Beginning in January and July of, 1999, many new laws will come into effect for drivers charged with DUI.

For a first time conviction, the Court will have the option to increase the driver’s license suspension from four (4) months to six (6) months. Drivers will still have to pay fines ranging from $390 to $1,000 (which are typically tripled due to a penalty assessment). The DMV will increase the license suspension time from four (4) months to six (6) months. Courts still have the option of imposing a minimum of 48 hours in jail, and to order that an ignition interlock device be installed on the vehicles of drivers convicted of driving under the influence. In 1999, however, the vehicle code has been changed to call for "heightened consideration" by the Courts of ordering installation of an ignition interlock device in the vehicle of any driver convicted of DUI whose blood alcohol level was .20% or greater. (The limit to legally drive will remain .08%)

For a second conviction of DUI within seven (7) years of a prior conviction, the fines will remain the same ($390 to $1,000). If probation is granted by the Court, sentences will include 10 days to a year in jail with a minimum of ninety-six (96) hours in jail. Previously, the minimum had been forty-eight (48) hours jail. If no probation is granted, sentences will include ninety (90) days to a year in jail. In addition, the DMV will now suspend the license of a driver convicted of a second DUI for 2 years rather than 18 months as before. New for 1999 is the requirement that a driver convicted of a second time DUI install an interlock ignition device in their vehicle before a restricted license will be issued.

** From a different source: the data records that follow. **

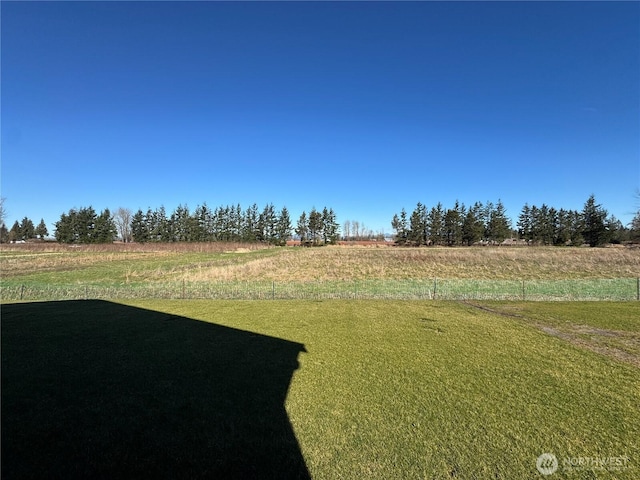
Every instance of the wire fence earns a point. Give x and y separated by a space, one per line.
618 289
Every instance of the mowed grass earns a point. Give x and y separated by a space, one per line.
383 389
201 263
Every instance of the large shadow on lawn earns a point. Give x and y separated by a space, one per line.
94 389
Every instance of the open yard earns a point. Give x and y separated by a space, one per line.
331 389
51 272
317 388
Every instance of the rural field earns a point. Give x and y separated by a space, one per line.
318 387
242 271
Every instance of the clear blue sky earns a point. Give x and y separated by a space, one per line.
366 107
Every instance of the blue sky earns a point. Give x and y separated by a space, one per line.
366 107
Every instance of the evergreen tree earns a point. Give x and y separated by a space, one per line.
417 234
435 225
634 228
105 230
27 229
4 233
139 227
302 229
283 228
268 224
14 233
315 226
594 216
399 224
41 229
499 226
525 223
331 228
473 227
453 221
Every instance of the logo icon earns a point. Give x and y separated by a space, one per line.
547 463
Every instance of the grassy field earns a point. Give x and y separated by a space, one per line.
42 272
331 389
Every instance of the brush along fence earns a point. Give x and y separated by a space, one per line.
618 289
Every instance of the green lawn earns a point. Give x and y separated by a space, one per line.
327 389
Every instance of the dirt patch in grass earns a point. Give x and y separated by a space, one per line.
620 345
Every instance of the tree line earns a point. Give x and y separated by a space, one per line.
488 223
230 223
453 226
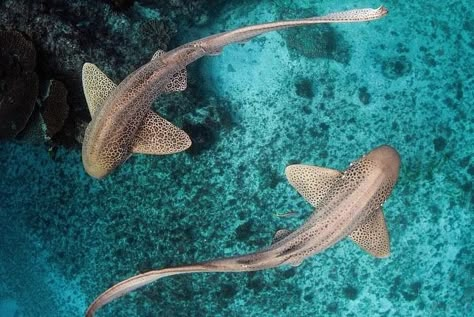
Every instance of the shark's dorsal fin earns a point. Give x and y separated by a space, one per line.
179 82
159 136
280 234
312 182
97 87
372 236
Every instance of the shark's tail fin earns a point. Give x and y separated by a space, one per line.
356 15
138 281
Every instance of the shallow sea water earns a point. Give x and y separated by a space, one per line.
405 80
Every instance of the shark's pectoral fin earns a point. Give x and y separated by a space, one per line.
312 182
97 87
179 82
159 136
280 234
372 235
157 54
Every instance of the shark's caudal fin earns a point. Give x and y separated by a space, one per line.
155 136
180 79
159 136
313 183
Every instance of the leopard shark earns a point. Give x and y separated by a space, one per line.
347 204
123 122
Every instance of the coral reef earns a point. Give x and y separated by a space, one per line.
55 108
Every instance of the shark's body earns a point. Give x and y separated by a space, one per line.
347 204
122 122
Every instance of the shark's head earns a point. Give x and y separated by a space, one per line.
386 158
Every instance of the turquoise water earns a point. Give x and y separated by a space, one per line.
405 80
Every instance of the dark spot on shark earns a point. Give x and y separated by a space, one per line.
332 307
244 231
470 170
228 291
396 67
412 292
256 282
202 137
364 95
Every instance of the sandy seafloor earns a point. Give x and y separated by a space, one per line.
405 80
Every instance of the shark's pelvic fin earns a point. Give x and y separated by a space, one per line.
159 136
157 54
372 236
97 87
179 82
280 234
312 182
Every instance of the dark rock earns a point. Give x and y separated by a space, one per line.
439 144
55 108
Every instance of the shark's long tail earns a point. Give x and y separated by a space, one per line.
138 281
256 261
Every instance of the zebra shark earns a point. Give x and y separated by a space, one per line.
348 203
122 120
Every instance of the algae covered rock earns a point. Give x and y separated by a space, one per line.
56 108
18 82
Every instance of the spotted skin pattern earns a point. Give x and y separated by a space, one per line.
347 203
119 114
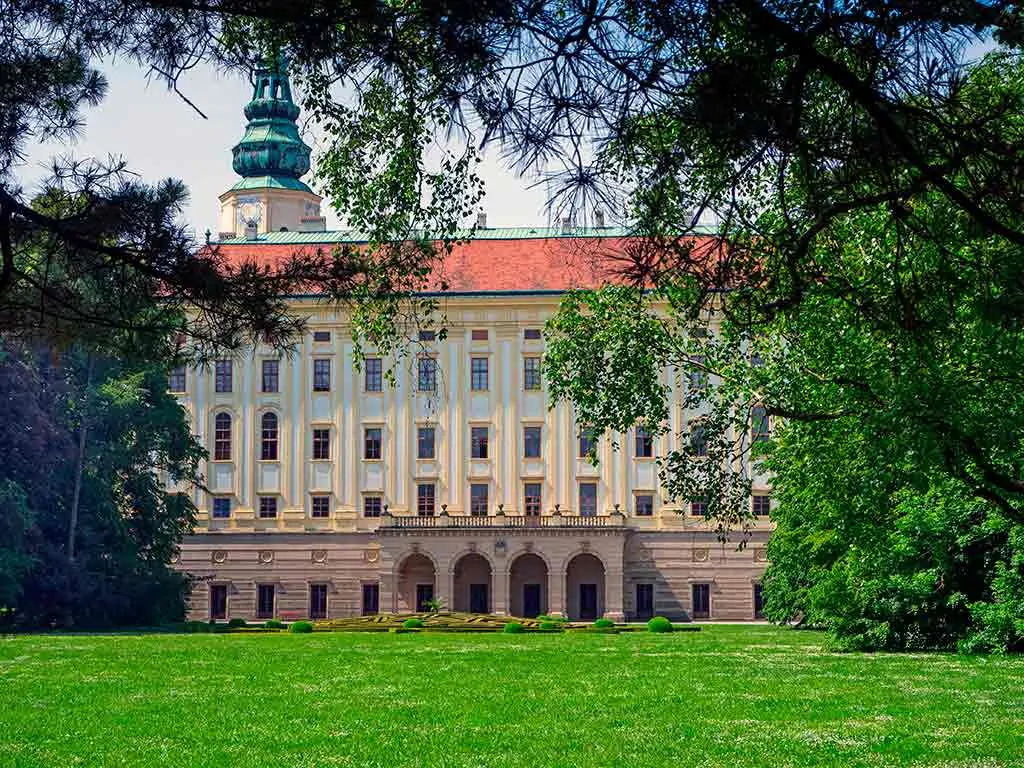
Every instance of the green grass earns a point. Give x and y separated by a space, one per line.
725 696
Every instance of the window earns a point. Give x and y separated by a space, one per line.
221 508
478 374
531 442
531 499
530 373
218 601
222 376
321 507
317 601
644 505
322 444
759 424
322 375
427 375
373 374
644 443
762 505
588 442
698 440
267 507
588 499
372 443
372 506
268 437
176 379
425 442
478 500
478 442
271 372
264 601
425 500
222 437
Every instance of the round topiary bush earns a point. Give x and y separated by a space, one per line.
659 624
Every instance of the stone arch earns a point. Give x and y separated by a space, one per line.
529 576
472 583
585 582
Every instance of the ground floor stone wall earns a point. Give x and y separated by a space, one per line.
612 571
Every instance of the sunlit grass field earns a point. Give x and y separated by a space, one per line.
724 696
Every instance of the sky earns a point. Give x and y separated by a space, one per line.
159 135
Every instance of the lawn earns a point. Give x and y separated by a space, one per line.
725 696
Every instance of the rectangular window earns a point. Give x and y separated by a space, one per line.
322 444
644 505
321 507
531 442
588 442
322 375
221 508
264 601
530 373
588 499
372 506
222 376
218 601
271 373
317 601
478 442
644 443
373 374
427 375
531 499
478 500
372 443
425 442
762 505
425 500
478 374
176 379
267 507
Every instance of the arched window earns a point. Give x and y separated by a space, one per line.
268 437
222 437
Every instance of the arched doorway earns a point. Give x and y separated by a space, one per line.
528 586
472 584
585 588
416 584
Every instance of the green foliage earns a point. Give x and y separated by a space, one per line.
658 625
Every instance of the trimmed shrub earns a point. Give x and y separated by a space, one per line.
659 624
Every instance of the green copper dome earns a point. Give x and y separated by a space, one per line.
271 150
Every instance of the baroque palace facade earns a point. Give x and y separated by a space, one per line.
333 494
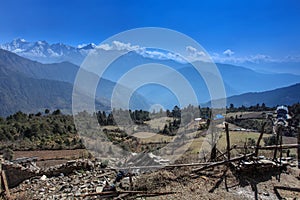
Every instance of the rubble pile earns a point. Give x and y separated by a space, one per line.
64 186
16 173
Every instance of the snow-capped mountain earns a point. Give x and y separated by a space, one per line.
44 52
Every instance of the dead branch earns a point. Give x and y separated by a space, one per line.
222 162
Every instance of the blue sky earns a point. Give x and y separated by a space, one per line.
249 30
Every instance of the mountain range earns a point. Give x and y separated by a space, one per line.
44 52
31 86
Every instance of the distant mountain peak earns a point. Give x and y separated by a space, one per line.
44 52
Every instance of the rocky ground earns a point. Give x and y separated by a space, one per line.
209 184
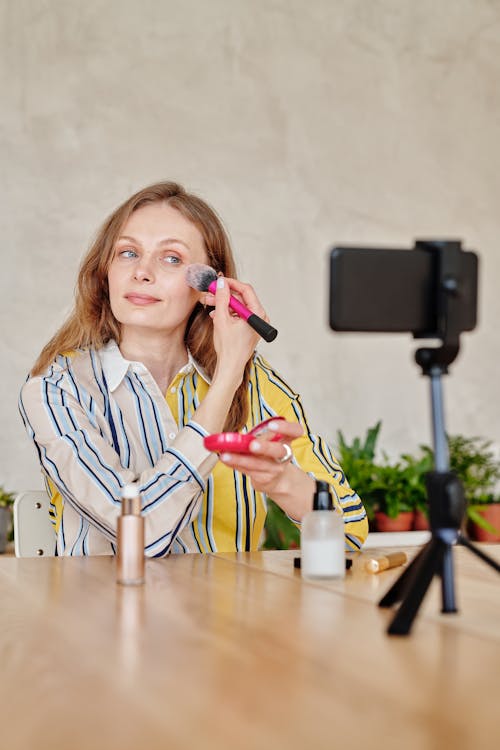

Drivers convicted of driving on a suspended license when the license was suspended because of an earlier DUI will now face at least 48 hours in jail and the mandatory installation of an ignition interlock device in their cars. This is a significant change from before as the ignition interlock device is an expensive item to have installed, and will have to be paid by the drivers, and will have to remain on their vehicles for up to the term of their probations which is typically three years from the date of conviction.

While the penalties explained above are not meant to be the definitive explanation of all of the sentencing subtleties in DUI and driving on a suspended license, but does illustrate the much more stringent approach being taken to DUI sentencing.

Perhaps the biggest and most easily noticed change in DUI law is the removal of the urine test for drivers suspected of driving under the influence. In the past, drivers have been given the choice of "blood breath or urine". As of January 1, 1999, drivers will only be afforded a urine test if officers suspect the driver of being under the influence of drugs other than alcohol.

The changes in the vehicle codes dealing with DUI will result in a wholesale reorganization in the layout and organization of the vehicle code. All of the sections which deal with DUI which were previously spread all over the vehicle code will now be grouped together. Other significant changes will affect how the DMV deals administratively with DUI’s. In 1999, getting restricted licenses after having your license revoked will take longer, and may require the installation of an ignition interlock device.

With the new changes for 1999, driving under the influence will take its place as one of the more expensive and heavily penalized crimes committed in Orange County. Penalties for a second or third offense will carry with them jail terms as long or longer than those for spousal abuse, narcotics possession, or minor weapons charges. With the legislative mood and intent clearly illustrated in the constantly increasing penalties, look for driving under the influence defense and prosecution to continue to play a large role in Orange County criminal justice into the next millennium.